Is tinea cruris (jock itch) a sexually transmitted infection?
Tinea cruris (jock itch) is a condition many people recognize as highly contagious and notoriously difficult to cure due to frequent recurrence. As a result, many mistakenly assume it is a sexually transmitted infection (STI). So—is tinea cruris an STI?
Is Tinea Cruris an STI?
No, tinea cruris is not an STI. It is a fungal skin infection.

Tinea cruris is not an STI. It is a dermatophyte infection affecting the inner thigh and groin area—specifically the skin of the inguinal region—and commonly involves the perineum, buttocks, and upper inner thighs. In its early stage, it manifests as well-demarcated erythematous plaques, with more pronounced inflammatory changes at the advancing margins than in the center (“active margin”). Mild fine scaling is typically present on the surface, accompanied by pruritus of varying intensity.

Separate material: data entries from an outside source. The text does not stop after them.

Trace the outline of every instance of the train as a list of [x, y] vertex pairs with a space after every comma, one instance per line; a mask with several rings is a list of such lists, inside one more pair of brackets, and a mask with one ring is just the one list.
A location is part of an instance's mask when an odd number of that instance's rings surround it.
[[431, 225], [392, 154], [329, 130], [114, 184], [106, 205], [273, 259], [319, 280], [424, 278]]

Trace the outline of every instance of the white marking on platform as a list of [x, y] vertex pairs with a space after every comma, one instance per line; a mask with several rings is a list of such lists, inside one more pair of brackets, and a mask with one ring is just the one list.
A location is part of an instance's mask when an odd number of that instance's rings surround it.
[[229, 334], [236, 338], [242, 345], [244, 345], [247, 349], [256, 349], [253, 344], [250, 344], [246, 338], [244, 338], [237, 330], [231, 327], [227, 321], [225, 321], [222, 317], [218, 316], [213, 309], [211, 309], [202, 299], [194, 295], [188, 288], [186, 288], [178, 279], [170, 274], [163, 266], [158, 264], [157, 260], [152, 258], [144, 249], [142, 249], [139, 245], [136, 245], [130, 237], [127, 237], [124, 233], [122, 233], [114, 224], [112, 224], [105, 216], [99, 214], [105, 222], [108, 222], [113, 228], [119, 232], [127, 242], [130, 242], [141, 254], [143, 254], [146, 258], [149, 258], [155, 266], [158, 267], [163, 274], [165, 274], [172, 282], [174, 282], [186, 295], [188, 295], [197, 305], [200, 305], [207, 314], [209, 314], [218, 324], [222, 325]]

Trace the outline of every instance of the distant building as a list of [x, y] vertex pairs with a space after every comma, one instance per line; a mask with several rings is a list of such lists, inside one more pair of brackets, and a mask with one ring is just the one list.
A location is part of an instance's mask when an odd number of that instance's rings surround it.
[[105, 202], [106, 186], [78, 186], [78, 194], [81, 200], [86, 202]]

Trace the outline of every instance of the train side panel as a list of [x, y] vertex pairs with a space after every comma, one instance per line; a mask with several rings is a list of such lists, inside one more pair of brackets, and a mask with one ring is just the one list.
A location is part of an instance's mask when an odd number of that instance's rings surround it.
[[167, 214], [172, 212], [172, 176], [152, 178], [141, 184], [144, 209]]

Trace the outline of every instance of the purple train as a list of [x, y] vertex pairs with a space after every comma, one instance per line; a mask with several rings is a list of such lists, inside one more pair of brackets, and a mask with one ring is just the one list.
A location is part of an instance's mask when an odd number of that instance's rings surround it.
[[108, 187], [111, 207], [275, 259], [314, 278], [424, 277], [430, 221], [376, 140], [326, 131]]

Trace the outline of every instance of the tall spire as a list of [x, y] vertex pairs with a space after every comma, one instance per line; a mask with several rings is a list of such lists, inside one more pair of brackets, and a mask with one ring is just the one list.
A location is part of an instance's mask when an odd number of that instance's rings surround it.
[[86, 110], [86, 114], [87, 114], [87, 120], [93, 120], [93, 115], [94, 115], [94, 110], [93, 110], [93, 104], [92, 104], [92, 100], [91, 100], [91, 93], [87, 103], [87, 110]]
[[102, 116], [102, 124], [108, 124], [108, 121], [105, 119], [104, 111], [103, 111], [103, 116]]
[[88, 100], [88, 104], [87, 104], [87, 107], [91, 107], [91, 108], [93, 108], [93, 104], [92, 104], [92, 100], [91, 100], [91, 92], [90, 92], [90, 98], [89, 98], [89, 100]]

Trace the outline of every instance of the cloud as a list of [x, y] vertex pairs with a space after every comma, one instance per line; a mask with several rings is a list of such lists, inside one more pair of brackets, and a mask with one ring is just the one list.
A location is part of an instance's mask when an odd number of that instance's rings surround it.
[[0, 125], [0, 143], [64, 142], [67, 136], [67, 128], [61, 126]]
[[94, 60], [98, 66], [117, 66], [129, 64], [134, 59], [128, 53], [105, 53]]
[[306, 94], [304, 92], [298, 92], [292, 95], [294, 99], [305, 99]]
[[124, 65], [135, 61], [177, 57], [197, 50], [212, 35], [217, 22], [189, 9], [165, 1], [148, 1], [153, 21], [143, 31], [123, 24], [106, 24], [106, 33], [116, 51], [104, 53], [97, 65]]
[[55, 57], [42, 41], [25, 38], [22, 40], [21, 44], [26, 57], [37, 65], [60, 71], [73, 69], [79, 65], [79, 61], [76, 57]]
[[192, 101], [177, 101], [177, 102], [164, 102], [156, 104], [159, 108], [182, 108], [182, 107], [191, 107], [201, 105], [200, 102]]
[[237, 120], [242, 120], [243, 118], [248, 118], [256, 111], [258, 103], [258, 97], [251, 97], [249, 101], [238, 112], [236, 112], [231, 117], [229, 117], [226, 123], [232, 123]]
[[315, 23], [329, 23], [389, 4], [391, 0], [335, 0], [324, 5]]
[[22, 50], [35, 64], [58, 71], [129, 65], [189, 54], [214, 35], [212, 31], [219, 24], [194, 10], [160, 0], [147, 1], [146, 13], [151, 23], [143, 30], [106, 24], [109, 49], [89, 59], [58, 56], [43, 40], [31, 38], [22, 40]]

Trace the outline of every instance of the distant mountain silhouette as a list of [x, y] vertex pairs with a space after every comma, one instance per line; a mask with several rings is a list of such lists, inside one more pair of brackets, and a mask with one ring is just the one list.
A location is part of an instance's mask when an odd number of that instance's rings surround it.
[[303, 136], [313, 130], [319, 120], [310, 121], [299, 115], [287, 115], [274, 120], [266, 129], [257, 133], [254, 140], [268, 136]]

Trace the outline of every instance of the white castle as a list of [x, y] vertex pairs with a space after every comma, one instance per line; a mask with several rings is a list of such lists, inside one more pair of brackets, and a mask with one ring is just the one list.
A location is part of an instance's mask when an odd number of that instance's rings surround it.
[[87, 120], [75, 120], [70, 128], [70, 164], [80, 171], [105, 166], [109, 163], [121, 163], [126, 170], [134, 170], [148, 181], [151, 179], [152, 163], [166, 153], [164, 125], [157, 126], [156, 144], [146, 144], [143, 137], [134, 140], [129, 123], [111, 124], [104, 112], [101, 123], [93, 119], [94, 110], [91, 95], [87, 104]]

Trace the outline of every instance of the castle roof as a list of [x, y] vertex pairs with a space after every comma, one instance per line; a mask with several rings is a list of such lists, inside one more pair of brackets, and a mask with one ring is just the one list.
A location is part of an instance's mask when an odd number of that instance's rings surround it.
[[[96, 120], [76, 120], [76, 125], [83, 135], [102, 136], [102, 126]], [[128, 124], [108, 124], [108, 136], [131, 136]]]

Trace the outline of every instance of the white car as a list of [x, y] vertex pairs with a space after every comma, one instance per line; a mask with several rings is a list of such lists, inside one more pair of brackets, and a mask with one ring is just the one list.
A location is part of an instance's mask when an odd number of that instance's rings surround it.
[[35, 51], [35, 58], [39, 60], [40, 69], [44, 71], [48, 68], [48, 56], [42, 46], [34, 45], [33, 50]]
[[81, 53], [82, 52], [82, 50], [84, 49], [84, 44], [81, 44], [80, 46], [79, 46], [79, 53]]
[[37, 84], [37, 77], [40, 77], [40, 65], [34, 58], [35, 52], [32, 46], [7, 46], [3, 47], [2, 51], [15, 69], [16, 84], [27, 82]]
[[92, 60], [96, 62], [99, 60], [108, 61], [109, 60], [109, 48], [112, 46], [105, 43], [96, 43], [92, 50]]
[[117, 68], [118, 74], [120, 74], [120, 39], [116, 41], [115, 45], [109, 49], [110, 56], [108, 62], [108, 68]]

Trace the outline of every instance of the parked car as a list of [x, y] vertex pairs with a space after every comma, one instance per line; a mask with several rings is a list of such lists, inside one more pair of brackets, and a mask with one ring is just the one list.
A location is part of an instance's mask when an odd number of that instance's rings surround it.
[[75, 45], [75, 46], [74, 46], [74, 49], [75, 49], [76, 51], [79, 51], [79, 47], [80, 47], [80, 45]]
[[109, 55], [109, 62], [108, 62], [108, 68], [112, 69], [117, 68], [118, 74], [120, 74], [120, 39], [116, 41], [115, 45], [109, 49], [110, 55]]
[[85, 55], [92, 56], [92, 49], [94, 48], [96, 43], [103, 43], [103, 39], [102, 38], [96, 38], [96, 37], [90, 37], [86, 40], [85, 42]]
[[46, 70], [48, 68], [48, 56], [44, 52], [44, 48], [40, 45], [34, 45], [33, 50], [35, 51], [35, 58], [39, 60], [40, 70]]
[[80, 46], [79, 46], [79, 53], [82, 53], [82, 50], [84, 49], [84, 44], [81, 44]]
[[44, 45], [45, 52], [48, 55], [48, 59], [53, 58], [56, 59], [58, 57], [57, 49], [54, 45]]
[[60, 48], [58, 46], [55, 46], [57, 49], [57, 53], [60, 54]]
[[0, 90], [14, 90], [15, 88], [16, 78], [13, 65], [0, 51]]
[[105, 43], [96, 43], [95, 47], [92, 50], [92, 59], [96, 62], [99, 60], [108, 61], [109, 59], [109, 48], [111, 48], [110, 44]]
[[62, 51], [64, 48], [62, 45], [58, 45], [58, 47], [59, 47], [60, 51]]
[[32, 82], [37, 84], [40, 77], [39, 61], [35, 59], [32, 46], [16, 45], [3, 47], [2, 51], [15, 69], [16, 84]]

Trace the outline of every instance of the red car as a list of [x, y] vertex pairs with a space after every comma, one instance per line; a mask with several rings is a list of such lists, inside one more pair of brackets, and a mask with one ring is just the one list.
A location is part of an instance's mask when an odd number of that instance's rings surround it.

Tinea cruris tends to occur during warm, humid seasons and is more common in men who sweat excessively—particularly those who are overweight and spend prolonged periods sitting. It can also spread from other infected sites on the body, such as tinea pedis (athlete’s foot) or tinea manuum (hand fungus), via autoinoculation to the groin area.

Treatment begins with wearing loose, breathable underwear and minimizing local sweating. Topical antifungal agents—such as ketoconazole, bifonazole, or terbinafine cream—are recommended. Consistent application is essential, as topical therapy carries a higher recurrence rate than oral treatment. Typically, treatment should continue for two weeks after complete resolution of lesions. Concurrently, examine other body areas—especially hands and feet—for signs of dermatophytosis. Oral antifungal therapy (e.g., itraconazole or terbinafine) may also be considered, particularly in recurrent or extensive cases.
The above addresses the question, “Is tinea cruris an STI?” We hope this information proves helpful.